Tesla has not withdrawn that guidance, despite the COVID-19 pandemic.
Prior to the deliveries report, analysts who have been historically optimistic about Tesla revised their expectations for the first quarter of 2020, and the full year, downwards.
One of the lowest first-quarter estimates out there, from Loup Ventures’ Gene Munster, saw Tesla delivering just 57,000 vehicles for the period ending March 31, 2020. Munster emphasized that COVID-19 and its impacts on people the world-over have dampened auto sales.
TrueCar estimates that in March 2020, U.S. auto sales fell by more than a third versus a year-ago, for example.
Munster wrote, on Twitter:
“We see anything above 57k (our bottom-up math) as a directional positive. The Street is at 79.9k after adjusting for the impact of the shutdown. The most important benchmark will be Tesla’s sequential decline in deliveries vs. the broader auto industry, which we won’t have data on for another month.
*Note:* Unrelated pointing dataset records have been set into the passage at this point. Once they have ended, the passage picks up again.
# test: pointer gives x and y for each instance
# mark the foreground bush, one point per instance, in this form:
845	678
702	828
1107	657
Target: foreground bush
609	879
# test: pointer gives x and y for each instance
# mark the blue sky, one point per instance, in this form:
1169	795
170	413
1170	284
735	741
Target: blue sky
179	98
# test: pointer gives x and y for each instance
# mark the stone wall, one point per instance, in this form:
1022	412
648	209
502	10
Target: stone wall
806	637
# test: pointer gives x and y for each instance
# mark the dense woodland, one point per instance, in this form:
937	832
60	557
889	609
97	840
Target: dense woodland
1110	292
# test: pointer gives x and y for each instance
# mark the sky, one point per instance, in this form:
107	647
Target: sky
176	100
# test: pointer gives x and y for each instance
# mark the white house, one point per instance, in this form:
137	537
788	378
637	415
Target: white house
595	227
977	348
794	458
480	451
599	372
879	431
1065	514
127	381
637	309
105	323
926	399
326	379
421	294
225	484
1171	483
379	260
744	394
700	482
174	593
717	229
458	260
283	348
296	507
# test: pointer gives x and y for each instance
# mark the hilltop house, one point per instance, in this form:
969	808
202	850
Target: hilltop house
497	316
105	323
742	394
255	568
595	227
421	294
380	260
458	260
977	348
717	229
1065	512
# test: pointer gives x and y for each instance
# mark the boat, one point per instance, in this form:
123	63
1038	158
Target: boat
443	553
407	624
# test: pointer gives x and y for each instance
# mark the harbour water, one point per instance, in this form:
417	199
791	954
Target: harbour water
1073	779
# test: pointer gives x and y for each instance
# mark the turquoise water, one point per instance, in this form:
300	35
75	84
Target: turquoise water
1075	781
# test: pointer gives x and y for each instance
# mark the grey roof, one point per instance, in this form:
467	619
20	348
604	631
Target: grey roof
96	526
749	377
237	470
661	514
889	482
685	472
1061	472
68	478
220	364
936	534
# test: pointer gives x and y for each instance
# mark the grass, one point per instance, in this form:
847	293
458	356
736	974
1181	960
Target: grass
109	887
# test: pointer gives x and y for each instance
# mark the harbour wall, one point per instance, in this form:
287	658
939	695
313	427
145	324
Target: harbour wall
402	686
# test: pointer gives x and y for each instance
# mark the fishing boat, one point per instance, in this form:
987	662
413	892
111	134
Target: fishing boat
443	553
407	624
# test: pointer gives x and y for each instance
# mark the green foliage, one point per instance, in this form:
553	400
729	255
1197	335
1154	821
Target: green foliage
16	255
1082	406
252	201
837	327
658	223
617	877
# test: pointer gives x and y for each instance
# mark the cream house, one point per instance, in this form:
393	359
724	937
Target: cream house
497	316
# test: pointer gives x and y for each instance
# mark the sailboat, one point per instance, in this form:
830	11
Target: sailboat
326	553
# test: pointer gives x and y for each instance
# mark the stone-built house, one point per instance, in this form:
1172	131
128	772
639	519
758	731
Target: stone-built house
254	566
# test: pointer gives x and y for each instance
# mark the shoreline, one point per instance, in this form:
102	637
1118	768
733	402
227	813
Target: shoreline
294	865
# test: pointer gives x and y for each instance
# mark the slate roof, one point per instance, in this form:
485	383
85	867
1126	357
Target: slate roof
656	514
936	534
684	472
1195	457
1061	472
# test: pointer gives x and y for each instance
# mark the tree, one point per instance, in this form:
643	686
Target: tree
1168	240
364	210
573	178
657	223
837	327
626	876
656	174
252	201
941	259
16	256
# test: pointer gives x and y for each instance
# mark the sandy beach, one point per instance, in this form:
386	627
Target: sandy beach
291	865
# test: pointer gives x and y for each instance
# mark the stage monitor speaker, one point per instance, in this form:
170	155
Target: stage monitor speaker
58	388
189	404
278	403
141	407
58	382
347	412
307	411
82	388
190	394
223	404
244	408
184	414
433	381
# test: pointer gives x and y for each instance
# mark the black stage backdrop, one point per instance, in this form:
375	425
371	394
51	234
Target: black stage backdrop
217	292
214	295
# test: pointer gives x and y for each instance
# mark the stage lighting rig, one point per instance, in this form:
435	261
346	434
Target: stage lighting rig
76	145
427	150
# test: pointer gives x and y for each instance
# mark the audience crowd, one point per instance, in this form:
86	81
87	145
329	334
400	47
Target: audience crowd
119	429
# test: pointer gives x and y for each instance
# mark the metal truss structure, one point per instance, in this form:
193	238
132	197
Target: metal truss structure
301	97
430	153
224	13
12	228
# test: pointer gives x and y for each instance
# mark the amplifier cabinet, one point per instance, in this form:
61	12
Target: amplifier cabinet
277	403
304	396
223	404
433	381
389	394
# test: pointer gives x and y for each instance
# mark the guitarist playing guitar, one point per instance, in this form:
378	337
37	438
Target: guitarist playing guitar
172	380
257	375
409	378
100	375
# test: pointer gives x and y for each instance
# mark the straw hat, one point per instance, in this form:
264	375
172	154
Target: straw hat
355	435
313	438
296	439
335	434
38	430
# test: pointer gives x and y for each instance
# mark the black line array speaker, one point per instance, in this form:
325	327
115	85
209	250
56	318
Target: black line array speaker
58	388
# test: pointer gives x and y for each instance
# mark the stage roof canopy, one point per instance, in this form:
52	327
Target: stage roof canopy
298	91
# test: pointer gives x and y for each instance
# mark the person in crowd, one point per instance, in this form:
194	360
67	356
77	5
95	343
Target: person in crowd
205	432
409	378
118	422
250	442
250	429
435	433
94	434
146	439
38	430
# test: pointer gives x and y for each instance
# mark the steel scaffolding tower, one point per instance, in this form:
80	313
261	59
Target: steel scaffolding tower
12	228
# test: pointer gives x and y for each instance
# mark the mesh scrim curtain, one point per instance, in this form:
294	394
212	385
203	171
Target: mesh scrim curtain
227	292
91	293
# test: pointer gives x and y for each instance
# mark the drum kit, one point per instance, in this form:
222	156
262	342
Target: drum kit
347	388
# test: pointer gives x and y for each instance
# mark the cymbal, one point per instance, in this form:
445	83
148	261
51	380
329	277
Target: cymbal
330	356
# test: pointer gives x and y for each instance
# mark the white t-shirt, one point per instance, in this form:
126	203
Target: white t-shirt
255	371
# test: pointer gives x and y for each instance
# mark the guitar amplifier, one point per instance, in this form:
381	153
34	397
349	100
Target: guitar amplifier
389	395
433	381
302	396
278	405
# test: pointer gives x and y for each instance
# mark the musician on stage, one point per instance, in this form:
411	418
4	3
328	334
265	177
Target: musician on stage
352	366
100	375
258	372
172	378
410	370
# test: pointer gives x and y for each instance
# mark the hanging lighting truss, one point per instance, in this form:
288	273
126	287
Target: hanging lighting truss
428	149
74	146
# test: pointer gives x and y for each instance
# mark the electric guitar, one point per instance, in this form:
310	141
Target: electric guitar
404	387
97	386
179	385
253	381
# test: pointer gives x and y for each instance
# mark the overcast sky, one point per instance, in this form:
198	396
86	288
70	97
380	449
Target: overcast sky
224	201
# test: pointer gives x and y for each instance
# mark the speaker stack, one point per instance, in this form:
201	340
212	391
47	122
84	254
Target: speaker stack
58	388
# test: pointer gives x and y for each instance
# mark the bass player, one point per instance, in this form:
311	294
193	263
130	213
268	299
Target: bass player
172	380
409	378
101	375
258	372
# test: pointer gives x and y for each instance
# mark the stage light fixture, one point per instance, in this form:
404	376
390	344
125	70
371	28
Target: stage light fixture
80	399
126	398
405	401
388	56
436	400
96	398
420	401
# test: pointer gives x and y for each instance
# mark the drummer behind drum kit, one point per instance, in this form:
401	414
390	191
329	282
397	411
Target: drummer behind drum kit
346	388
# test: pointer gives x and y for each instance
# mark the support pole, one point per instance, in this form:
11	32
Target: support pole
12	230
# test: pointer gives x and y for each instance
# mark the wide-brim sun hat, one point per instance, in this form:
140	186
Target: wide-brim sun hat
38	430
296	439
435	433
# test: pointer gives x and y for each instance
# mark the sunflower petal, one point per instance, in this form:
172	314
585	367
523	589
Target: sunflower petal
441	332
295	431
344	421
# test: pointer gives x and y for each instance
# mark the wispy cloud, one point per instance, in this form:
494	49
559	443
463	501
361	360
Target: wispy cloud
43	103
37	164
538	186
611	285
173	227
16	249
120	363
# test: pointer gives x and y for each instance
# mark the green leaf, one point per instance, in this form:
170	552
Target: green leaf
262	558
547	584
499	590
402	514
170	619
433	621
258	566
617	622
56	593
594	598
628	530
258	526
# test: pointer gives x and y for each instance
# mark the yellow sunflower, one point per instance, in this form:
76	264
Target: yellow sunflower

We believe, even with the shutdown, Tesla will continue to outpace the broader auto industry growth rate by 25-30%.”
JMP Securities’ Joseph Osha wrote in a note to investors on Tuesday, “Obviously, much has changed for TSLA recently, and with that in mind we revise our model to reflect lower production and delivery activity for 2020.” Osha now expects Tesla to deliver around 433,000 cars to customers this year but sees Tesla returning to form in 2021.
Tesla deliveries typically spike in the last week or two of any given quarter. However, Credit Suisse analyst Dan Levy wrote in a note to investors on Tuesday the company would not likely notch as many this year.
“While Tesla noted in its production shutdown release that it was planning to implement touchless deliveries, we nevertheless would expect Tesla volume to see some impact – especially given the heavy weight of sales to California, where a ‘stay at home’ order is in place.”
By contrast, the analyst accurately estimated that production would end up higher than deliveries, coming in around 100,000. He wrote, “Elon Musk noted on March 10 that Tesla had produced its millionth vehicle. This likely implies that by 3/10 Tesla had produced ~85k units in the quarter, with a weekly production pace in Fremont of ~7,600-7,800 units/week.”